How do I use wildcards in the create statement?
-- STANDARD SQL
-- DOES NOT WORK
CREATE TABLE IF NOT EXISTS `mydataset.mytable_*` AS
SELECT "US" as COUNTRY_CODE WHERE _TABLE_SUFFIX = "US"
Similarly, how do I do inserts?
Is it possible to do something along the lines of the following:
-- STANDARD SQL
-- DOES NOT WORK
INSERT INTO `mydataset.mytable_*` WHERE _TABLE_SUFFIX = COUNTRY_CODE
SELECT * FROM UNNEST(["US", "US", "CA"]) as COUNTRY_CODE
I know it is recommended to use partitioning and clustering, but I am asking specifically about wildcards, so please indulge me :)
Is this possible using standard SQL? If not, how about legacy SQL?
Upvotes: 0
Views: 3165
Reputation: 4085
As you can see here, DML
has some limitations in BigQuery
and one of them is:
Queries that contain Data Manipulation Language (DML) statements cannot use a wildcard table as the target of the query. For example, a wildcard table may be used in the FROM clause of an UPDATE query, but a wildcard table cannot be used as the target of the UPDATE operation.
In other words, you can not use a wildcard to specify a table to be created, updated or to have new records inserted. Despite that, you can use it to specify the source of your date.
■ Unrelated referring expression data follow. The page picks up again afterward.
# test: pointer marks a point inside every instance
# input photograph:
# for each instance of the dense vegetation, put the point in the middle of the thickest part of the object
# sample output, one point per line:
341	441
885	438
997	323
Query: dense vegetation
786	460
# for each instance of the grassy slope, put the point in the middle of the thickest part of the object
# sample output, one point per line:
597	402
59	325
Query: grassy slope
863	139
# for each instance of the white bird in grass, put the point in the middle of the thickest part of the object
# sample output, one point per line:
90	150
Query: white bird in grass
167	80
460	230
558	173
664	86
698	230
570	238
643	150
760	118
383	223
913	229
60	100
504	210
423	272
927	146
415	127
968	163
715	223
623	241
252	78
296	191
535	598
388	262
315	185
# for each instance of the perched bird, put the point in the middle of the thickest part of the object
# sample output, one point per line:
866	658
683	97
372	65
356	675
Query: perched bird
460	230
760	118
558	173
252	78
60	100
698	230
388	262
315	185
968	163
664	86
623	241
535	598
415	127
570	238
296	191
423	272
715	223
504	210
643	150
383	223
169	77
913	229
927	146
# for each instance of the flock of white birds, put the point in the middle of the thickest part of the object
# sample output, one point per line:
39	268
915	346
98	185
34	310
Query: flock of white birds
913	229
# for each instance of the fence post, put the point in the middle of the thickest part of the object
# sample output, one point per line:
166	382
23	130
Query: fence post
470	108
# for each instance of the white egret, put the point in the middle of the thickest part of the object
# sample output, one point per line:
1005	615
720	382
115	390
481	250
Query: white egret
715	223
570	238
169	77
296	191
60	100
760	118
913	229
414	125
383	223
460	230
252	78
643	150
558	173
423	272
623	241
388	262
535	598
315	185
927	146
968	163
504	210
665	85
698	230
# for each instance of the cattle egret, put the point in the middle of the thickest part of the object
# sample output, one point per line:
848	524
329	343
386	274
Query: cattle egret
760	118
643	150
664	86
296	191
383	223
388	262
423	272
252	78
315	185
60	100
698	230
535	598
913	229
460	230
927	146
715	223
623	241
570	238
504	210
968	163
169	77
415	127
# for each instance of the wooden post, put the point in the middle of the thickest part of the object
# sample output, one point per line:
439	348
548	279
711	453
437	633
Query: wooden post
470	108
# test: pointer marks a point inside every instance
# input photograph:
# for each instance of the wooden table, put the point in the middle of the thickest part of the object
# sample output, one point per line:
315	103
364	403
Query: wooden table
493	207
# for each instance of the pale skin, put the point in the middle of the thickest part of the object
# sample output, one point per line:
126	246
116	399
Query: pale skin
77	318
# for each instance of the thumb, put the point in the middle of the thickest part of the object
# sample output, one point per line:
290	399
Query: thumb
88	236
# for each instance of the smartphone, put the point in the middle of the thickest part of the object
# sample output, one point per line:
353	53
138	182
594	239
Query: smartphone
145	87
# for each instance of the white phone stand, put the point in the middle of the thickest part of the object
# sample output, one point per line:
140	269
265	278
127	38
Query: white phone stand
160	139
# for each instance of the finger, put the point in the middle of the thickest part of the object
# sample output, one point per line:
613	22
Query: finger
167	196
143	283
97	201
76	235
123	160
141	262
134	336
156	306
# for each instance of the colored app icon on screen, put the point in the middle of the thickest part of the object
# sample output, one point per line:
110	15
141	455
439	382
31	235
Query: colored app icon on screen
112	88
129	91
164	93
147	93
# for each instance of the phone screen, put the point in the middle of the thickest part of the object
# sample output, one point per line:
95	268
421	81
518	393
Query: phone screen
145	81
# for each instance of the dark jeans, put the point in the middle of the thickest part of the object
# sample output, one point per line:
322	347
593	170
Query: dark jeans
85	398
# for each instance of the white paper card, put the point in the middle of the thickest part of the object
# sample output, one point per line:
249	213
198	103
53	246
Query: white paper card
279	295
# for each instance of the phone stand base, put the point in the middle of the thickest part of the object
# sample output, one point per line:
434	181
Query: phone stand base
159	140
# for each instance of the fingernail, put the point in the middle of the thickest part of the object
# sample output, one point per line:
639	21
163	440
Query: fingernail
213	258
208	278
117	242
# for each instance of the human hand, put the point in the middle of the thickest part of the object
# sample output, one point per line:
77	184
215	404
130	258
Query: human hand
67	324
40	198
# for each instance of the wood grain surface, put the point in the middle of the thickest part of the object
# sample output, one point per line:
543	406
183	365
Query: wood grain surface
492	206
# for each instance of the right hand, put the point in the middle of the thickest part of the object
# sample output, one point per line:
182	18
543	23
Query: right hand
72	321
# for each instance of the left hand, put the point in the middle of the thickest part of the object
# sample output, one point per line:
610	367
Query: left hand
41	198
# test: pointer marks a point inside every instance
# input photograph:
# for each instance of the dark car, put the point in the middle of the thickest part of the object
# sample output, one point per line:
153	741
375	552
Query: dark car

Let's take a look in some examples of how to use wildcards with DML and DDL.
INSERTING
If you're inserting data into a wildcard table, you need to insert your data in the final table. In other words, you need to specify the coplete path including the suffix.
INSERT INTO `mydataset.mytable_US` <your query or your values>
If you're using the wildcard table as the source of data for inserting data in a normal table, you can use wildcards in the WHERE
clause:
INSERT INTO `mydataset.mynormaltable`
SELECT <fields>
FROM `mydataset.mytable_*`
WHERE _TABLE_SUFFIX = "US"
CREATING
Again, you can not use wildcard in the target, but you can use it to specify a source of data:
CREATE TABLE IF NOT EXISTS `mydataset.normal_table`
AS SELECT <fields>
FROM `mydataset.mytable_*`
WHERE _TABLE_SUFFIX = "US"
If you want to create a new wildcard table with the same prefix, you can do:
CREATE TABLE IF NOT EXISTS `mydataset.mytable_GB`
AS SELECT <fields>
FROM `mydataset.table`
In this example you created a new suffix named GB. After this, you will be able to query your table with the GB suffix normaly.
Finally, I would like to attach here a reference to DML and DDL for BigQuery
.
I hope it helps
Upvotes: 4